La fiancée de Chine, 2000

La fiancée de Chine, 2000

 Jean-Baptist Barret: The meaning of the images, words, actions and desires of humans! And then there is always the history of hidden meanings. It is a game of hide-and-seek and the pleasure of discovery. It gives the viewer the chance to participate. It is the interactivity in the digital. What is true? What is not? Since Plato’s cave we know that images are not real, and now we have Photoshop! Having said that, I often have to explain that my manipulations are generally limited to collage. The colours of my night photos are natural, as natural as electric lighting, a sensitive surface or a digital sensor can be!

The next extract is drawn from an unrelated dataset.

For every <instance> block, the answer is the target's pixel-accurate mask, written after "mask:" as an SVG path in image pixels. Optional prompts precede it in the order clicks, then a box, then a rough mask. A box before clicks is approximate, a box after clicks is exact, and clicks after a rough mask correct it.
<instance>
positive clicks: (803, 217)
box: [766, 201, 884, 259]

 DB: Would you characterize your usage of the adjective cultivated – in its meaning of cultivated painting, pittura colta – to describe your photographs because of their numerous pictorial, literary and filmic references?

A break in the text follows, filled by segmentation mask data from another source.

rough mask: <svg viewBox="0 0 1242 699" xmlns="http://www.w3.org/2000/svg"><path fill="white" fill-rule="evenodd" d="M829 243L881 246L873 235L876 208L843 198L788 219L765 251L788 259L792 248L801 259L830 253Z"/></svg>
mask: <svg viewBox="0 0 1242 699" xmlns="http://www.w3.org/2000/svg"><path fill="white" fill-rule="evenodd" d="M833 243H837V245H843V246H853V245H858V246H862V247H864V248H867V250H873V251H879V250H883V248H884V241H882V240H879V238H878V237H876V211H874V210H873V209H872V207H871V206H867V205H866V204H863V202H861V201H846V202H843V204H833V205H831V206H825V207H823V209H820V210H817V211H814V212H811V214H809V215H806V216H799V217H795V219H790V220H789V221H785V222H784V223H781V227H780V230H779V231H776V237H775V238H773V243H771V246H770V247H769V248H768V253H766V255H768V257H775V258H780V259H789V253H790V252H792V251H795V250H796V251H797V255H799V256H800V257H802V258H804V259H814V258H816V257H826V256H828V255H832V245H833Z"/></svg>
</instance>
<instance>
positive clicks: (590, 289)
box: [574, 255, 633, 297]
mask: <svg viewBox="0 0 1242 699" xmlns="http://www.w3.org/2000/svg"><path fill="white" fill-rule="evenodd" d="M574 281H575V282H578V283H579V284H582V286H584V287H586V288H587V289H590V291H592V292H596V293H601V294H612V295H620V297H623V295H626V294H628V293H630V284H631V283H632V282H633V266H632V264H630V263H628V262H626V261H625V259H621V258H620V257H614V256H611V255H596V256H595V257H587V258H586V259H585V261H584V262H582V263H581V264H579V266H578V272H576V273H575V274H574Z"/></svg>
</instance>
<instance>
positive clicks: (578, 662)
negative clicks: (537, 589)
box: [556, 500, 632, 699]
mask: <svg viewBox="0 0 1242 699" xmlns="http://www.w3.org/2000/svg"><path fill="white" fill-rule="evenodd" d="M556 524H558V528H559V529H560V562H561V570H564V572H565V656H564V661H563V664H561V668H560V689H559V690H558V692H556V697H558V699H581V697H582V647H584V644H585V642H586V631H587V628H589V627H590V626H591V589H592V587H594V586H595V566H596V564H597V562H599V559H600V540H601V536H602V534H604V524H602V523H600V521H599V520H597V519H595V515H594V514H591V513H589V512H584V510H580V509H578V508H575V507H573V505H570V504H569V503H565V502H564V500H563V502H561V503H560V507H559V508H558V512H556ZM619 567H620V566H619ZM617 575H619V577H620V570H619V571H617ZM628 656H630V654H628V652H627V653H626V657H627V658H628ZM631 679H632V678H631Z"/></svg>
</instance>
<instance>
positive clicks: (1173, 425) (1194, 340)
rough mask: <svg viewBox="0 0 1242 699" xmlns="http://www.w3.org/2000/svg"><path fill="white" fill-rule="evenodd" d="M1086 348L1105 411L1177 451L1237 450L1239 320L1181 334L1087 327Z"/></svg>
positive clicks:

 Jean-Baptist Barret:  Perhaps, but it should not be taken too seriously. In fact, I am a little ashamed of these cultural references, but I am unable to create ex nihilo. I cannot manage to reformat my hard disk. These references make me laugh. For the time being, my memory has yet to fail me, so I’m simply enjoying it, that’s all. I hope that those who do not recognize all of my allusions still appreciate my pictures. Besides, most of the time there are only some references that are merely formal, and this is what I prefer. This is the case for a lot of photographers. I’m thinking, for instance, of South African photographer Pieter Hugo, who, in my opinion, knows painting directly or indirectly. If I borrow a pose from a painter of the past I prefer to cite my source since I’ve enjoyed revisiting the author’s work. But this does not mean that I think the same way he does, or that he is beyond reproach. In fact, I would prefer to say that there are multiple meanings at play in my images. The viewer can interpret them as he sees fit.

 Imagine that we are setting out to make a photographic inventory of the shop windows of the Rue Arago in Fort-de-France. I think it would be more interesting to do so through recollecting American photographers – Paul Strand and Walker Evans – and the ‘Syrian’ immigration to Martinique rather than pretend as if nothing like this had ever happened. To say that our photographic building stone is small, but that it nonetheless participates in the construction of a common edifice, seems more enriching to me.

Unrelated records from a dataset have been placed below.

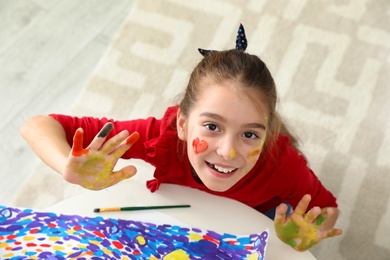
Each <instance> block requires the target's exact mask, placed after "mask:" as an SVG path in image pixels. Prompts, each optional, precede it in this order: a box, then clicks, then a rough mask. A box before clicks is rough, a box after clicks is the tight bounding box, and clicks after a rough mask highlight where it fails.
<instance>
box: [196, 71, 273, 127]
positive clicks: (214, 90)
mask: <svg viewBox="0 0 390 260" xmlns="http://www.w3.org/2000/svg"><path fill="white" fill-rule="evenodd" d="M200 87H201V91H200V92H199V93H198V94H199V96H198V98H197V102H196V104H195V106H194V108H195V110H197V111H198V112H200V111H202V112H213V113H216V114H223V115H225V116H226V117H228V118H229V117H230V116H233V115H238V116H239V119H242V120H244V119H245V120H249V119H250V120H252V121H257V122H258V121H261V123H265V124H266V121H267V111H266V109H265V108H266V106H265V105H264V102H263V101H262V100H263V98H262V95H261V92H260V91H259V90H256V89H254V88H248V87H243V86H240V85H238V84H237V83H236V82H235V81H234V80H224V81H220V82H217V81H214V80H210V79H208V80H207V79H206V80H204V81H203V82H202V83H201V86H200ZM242 120H241V121H242Z"/></svg>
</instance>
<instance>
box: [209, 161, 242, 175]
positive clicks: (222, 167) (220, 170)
mask: <svg viewBox="0 0 390 260" xmlns="http://www.w3.org/2000/svg"><path fill="white" fill-rule="evenodd" d="M206 163H207V165H208V166H209V167H210V168H211V169H213V170H217V171H218V172H220V173H231V172H234V171H235V170H237V168H224V167H221V166H218V165H215V164H212V163H209V162H206Z"/></svg>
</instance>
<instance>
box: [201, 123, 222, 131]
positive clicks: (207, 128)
mask: <svg viewBox="0 0 390 260" xmlns="http://www.w3.org/2000/svg"><path fill="white" fill-rule="evenodd" d="M204 127H205V128H206V129H207V130H209V131H212V132H216V131H219V128H218V126H217V125H216V124H213V123H208V124H205V125H204Z"/></svg>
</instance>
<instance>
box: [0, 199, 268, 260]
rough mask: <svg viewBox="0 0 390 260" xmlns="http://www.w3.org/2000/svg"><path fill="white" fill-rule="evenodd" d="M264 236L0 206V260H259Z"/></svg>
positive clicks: (262, 252) (265, 237)
mask: <svg viewBox="0 0 390 260" xmlns="http://www.w3.org/2000/svg"><path fill="white" fill-rule="evenodd" d="M268 235H269V233H268V230H265V231H263V232H261V233H259V234H251V235H247V236H237V235H233V234H227V233H222V234H220V233H217V232H214V231H211V230H202V229H198V228H188V227H181V226H176V225H157V224H153V223H148V222H140V221H133V220H123V219H114V218H103V217H101V216H97V217H86V216H79V215H63V214H56V213H51V212H38V211H35V210H32V209H23V208H13V207H4V206H0V259H167V260H168V259H264V256H265V251H266V246H267V242H268Z"/></svg>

 If artistic creation (such a grandiose phrase) is a kind of speech, it is so because it stems from a dialogue, from an exchange. As it happens, exchange is deferred and delocalized, but in a time with a worldwide Facebook, this is only natural. A reference is a way to inscribe oneself in a line of human descendants. However, I do realize there is a multitude of other groups and of other humanities (from Papua for example!). I only regret not having access there.

 In fact, I am not trying to invent anything new, extraordinary or intellectual. What I intend is to make photos that I would like to view myself and that invite me to travel, with poetry and humour, and explore my human condition. This is what pushes me into making aesthetic pictures, in the most basic sense of the term, because I want to highlight our world and our condition, which can be in turn absurd, marvelous, agonizing and thrilling.